Petrus melanjutkan, pencabutan surat kuasa secara sepihak oleh anak pemilik lahan dinilai tidak sah.
Bahkan, kata dia dicabutnya surat kuasa setelah muncul konflik diduga kuat sebuah skenario yang telah direncanakan dari awal.
Ia menambahkan, dicabutnya surat kuasa yang penuh rekayasa itu melatarbelakanginya datang langsung ke Kota Salatiga.
Adapun, pencabutan surat kuasa juga musti dilengkapi dokumen jelas.
“Sedang saya, sampai sekarang belum menerima surat (pencabutan) itu. Jadi, ini penuh rekayasa. Saya dan Marten Basaur beserta istrinya Linda masih sempat ketemu. Jadi, seharusnya, masih kuasa pendampingan hukum lahan masih pada saya,” katanya.

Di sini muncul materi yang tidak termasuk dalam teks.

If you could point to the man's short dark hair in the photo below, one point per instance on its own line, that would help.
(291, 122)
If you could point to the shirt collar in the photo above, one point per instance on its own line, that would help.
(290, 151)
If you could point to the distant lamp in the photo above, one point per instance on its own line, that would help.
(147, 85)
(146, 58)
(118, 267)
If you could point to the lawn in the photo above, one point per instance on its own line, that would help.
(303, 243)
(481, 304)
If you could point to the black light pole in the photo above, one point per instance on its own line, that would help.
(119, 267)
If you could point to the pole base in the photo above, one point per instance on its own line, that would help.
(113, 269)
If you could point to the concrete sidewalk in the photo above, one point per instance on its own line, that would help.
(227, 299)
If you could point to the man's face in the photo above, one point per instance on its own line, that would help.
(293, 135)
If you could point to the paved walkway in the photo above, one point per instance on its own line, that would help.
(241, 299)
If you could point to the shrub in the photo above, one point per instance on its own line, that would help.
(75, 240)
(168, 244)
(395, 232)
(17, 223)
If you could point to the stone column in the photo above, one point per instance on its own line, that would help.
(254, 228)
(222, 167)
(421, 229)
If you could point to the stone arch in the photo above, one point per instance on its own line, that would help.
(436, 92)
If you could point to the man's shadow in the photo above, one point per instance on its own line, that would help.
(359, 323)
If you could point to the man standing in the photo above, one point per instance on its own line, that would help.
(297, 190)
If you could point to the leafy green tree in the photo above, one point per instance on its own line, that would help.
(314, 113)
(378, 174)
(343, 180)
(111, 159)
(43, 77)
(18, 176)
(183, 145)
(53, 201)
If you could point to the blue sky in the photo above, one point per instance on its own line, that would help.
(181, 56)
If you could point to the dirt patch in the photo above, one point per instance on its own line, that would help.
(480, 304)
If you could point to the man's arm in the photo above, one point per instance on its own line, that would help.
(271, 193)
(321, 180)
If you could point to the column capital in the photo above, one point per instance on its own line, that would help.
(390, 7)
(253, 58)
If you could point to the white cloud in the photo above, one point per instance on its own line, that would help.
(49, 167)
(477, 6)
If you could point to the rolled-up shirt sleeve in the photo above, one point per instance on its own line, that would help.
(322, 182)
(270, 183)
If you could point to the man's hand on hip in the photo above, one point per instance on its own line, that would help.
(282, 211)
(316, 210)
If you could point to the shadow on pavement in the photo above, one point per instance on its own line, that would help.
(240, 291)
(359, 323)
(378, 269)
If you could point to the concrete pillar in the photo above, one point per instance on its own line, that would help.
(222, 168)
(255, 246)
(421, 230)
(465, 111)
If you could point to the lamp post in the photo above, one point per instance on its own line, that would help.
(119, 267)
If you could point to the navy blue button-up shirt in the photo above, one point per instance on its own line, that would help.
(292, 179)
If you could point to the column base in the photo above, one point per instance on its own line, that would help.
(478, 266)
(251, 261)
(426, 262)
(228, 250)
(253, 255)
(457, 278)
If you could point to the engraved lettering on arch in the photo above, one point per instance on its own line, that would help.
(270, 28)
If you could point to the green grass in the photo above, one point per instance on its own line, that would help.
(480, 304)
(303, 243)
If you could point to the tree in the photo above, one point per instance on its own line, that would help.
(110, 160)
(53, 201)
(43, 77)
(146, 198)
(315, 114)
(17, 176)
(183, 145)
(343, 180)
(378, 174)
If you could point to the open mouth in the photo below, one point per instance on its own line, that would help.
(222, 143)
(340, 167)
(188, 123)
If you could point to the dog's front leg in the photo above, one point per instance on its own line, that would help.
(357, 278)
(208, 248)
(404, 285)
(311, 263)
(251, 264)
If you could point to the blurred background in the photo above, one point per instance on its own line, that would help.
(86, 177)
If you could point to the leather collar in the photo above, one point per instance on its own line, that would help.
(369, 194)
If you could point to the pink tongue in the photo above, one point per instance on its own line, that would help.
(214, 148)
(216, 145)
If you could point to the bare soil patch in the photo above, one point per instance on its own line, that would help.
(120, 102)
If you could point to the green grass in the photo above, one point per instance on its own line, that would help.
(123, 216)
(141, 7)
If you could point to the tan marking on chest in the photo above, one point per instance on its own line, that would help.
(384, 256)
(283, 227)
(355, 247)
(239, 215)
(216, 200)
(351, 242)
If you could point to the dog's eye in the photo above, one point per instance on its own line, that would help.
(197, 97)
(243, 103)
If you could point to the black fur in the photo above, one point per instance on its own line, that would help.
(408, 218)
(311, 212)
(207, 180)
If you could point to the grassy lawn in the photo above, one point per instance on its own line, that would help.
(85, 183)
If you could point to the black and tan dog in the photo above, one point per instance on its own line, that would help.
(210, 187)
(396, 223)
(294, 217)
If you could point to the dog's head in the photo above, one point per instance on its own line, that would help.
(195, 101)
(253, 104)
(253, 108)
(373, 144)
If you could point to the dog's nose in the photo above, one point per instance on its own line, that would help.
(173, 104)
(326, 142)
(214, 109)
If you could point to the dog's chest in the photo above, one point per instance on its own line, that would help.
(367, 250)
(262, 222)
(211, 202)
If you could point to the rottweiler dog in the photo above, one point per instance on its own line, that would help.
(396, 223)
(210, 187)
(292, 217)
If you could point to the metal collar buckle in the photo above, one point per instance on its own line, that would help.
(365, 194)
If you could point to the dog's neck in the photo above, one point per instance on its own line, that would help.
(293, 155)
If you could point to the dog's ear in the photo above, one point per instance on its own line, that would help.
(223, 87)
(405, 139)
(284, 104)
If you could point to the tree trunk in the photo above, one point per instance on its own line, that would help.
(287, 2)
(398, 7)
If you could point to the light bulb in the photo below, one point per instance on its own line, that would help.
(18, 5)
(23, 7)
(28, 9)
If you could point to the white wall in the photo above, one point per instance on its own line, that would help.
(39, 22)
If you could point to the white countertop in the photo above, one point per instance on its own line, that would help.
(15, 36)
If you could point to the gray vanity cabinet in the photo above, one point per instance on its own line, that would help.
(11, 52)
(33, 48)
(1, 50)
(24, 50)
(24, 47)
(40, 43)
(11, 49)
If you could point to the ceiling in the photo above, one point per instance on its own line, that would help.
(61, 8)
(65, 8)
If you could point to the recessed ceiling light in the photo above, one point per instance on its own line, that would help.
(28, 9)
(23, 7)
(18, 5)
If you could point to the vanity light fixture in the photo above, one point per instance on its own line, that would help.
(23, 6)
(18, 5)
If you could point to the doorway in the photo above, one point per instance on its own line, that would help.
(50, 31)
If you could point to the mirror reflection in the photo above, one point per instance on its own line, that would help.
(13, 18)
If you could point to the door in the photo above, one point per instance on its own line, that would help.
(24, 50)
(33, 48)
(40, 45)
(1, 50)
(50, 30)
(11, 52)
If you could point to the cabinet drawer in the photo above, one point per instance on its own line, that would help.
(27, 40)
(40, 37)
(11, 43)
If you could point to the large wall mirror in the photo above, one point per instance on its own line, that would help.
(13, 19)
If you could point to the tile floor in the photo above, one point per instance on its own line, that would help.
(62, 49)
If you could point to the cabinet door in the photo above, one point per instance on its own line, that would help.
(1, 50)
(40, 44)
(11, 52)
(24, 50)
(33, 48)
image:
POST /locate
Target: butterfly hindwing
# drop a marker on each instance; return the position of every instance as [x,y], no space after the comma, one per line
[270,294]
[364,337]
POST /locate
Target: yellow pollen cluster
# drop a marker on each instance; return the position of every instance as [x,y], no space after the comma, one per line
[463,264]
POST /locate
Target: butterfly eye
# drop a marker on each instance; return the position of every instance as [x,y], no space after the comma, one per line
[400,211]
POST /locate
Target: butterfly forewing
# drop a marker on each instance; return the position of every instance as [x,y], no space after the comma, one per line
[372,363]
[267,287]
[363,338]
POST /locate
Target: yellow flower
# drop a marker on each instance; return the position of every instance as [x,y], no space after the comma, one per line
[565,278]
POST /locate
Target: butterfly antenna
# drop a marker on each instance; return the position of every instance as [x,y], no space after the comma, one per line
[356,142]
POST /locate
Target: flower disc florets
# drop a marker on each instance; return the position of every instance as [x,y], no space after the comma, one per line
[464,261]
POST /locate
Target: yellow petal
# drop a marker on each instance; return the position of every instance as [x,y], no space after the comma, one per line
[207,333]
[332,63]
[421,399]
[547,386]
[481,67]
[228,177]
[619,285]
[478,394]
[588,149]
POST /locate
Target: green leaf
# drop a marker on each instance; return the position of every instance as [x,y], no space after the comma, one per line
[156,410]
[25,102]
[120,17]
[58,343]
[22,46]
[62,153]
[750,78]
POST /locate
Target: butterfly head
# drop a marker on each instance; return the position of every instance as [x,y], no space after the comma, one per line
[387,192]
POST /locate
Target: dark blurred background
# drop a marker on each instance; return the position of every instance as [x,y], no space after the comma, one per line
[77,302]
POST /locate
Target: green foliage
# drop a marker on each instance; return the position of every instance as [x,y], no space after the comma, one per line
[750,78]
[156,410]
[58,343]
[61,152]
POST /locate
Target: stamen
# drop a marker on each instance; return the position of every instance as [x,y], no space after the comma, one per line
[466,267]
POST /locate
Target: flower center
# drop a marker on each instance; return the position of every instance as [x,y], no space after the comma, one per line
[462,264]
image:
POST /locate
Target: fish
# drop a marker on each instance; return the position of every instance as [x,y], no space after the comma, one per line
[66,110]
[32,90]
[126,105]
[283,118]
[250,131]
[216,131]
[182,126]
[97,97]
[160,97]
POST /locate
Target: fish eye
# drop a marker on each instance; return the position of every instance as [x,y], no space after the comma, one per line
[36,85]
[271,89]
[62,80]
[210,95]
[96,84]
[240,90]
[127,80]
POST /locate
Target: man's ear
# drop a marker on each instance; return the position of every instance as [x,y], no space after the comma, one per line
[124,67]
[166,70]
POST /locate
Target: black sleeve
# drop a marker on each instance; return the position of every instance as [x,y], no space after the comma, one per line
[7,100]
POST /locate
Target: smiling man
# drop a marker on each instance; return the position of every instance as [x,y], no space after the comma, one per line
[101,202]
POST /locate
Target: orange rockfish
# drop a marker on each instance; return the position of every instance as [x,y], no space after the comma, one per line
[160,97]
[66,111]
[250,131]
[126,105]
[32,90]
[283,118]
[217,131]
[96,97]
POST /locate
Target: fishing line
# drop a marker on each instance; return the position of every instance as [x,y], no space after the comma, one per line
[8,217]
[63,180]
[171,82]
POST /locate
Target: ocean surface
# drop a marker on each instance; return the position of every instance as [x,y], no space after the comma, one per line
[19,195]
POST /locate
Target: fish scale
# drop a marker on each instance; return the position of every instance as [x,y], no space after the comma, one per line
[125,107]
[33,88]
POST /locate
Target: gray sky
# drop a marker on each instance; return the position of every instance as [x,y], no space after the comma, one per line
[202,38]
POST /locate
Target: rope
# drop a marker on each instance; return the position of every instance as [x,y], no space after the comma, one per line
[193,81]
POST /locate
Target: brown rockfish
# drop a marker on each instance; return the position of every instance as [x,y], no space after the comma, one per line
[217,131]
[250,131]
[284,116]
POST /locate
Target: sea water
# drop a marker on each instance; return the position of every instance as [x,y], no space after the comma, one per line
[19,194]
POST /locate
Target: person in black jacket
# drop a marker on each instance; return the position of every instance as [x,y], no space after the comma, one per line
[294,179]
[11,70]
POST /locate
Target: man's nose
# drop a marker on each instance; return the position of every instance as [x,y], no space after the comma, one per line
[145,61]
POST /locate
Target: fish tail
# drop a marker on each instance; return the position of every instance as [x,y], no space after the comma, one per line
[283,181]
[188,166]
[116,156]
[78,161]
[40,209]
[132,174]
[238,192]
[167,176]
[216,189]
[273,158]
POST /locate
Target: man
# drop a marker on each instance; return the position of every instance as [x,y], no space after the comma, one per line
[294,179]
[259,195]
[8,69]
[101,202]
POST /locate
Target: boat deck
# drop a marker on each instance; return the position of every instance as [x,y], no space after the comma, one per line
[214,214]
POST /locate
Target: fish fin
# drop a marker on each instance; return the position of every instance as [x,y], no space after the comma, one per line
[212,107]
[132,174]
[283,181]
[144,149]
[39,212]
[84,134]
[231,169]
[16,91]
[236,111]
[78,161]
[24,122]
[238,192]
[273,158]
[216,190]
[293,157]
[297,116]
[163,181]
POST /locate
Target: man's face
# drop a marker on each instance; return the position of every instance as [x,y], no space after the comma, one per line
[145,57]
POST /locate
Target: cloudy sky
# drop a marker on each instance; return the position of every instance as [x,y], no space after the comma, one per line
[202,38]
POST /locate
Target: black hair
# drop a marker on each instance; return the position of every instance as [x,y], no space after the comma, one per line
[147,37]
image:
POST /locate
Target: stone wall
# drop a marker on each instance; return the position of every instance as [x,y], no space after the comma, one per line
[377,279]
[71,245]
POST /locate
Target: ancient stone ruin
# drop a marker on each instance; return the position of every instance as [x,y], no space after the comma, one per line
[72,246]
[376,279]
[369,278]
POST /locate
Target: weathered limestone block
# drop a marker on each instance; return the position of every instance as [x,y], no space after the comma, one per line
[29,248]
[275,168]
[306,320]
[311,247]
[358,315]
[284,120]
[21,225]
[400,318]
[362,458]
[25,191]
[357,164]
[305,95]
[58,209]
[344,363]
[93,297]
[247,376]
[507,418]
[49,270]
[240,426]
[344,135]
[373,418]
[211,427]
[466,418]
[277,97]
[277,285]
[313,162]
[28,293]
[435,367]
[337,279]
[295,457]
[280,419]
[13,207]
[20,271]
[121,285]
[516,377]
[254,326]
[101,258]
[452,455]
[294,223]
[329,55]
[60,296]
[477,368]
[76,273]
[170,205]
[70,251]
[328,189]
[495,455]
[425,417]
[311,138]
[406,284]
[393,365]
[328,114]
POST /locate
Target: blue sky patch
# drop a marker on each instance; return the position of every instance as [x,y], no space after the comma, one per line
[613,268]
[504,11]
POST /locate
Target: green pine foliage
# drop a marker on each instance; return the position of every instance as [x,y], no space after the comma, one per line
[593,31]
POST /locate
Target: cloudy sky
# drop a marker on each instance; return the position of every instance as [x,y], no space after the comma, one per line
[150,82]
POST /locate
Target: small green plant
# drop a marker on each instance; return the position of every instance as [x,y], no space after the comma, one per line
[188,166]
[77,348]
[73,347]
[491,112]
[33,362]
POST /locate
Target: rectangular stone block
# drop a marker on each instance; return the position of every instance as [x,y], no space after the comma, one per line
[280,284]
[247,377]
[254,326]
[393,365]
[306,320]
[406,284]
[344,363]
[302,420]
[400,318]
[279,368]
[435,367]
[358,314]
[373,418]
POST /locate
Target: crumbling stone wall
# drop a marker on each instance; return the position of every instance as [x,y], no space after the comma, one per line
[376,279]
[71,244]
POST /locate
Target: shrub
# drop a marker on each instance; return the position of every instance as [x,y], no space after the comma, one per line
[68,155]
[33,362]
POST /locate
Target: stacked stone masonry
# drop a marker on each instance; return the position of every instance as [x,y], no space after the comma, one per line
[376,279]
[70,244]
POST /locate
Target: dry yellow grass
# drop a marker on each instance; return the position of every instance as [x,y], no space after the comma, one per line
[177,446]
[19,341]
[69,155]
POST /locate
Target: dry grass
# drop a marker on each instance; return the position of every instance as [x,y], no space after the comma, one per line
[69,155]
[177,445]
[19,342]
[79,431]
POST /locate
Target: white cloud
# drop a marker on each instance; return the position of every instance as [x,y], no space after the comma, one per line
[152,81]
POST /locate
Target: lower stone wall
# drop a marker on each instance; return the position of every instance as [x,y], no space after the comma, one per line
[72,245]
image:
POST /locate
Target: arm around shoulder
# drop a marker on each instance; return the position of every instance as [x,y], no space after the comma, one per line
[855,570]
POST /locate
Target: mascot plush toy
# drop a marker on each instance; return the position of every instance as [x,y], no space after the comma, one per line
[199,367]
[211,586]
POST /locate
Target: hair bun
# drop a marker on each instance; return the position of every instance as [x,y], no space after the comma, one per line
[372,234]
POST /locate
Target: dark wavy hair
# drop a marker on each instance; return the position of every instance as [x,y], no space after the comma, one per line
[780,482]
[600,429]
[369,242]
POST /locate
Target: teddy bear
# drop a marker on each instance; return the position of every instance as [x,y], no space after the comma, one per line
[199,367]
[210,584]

Petrus bercerita, permasalahan antara pemilik lahan tambang dengan investor emas asal Kota Salatiga bernama Nicholas Nyoto Prasetyo pemilik perusahaan Bahana Lintas Nusantara (BLN) bermula pencarian investor.
Dia memaparkan, singkatnya melalui pihak rekanan tambang emas Marten Basaur dan William Stroyer dicarikan investor. Kemudian, lewat kakak William terhubung dengan Nicholas.
“Kakak William bernama Ismail Stroyer lalu semua ketemu dan kenal. Kemudian, tercapai kesepakatan kerja. Hanya, bukan lewat Marten tapi melalui Max Ohe sekaligus Wakil Ketua Majelis Rakyat (MRP). Pak Max ini juga punya organisasi Barisan Merah Putih (BMP) Papua,” ujarnya.
Petrus menegaskan, penunjukkan Max Ohe atas dasar pertimbangan yang bersangkutan warga asli Papua.
Sedangkan, Marten Basaur bukan asli orang Papua. Sebenarnya kata dia, pangkal persoalan sebatas miskomunikasi.
Sebelumnya juga, sudah ada pembayaran awal senilai Rp 20 juta kepada pemilik lahan Ondo Yohan Yasa.
Namun, dalam perjalanan persoalan semakin rumit bahkan muncul beragam permintaan dana bernilai ratusan juta sampai miliaran rupiah.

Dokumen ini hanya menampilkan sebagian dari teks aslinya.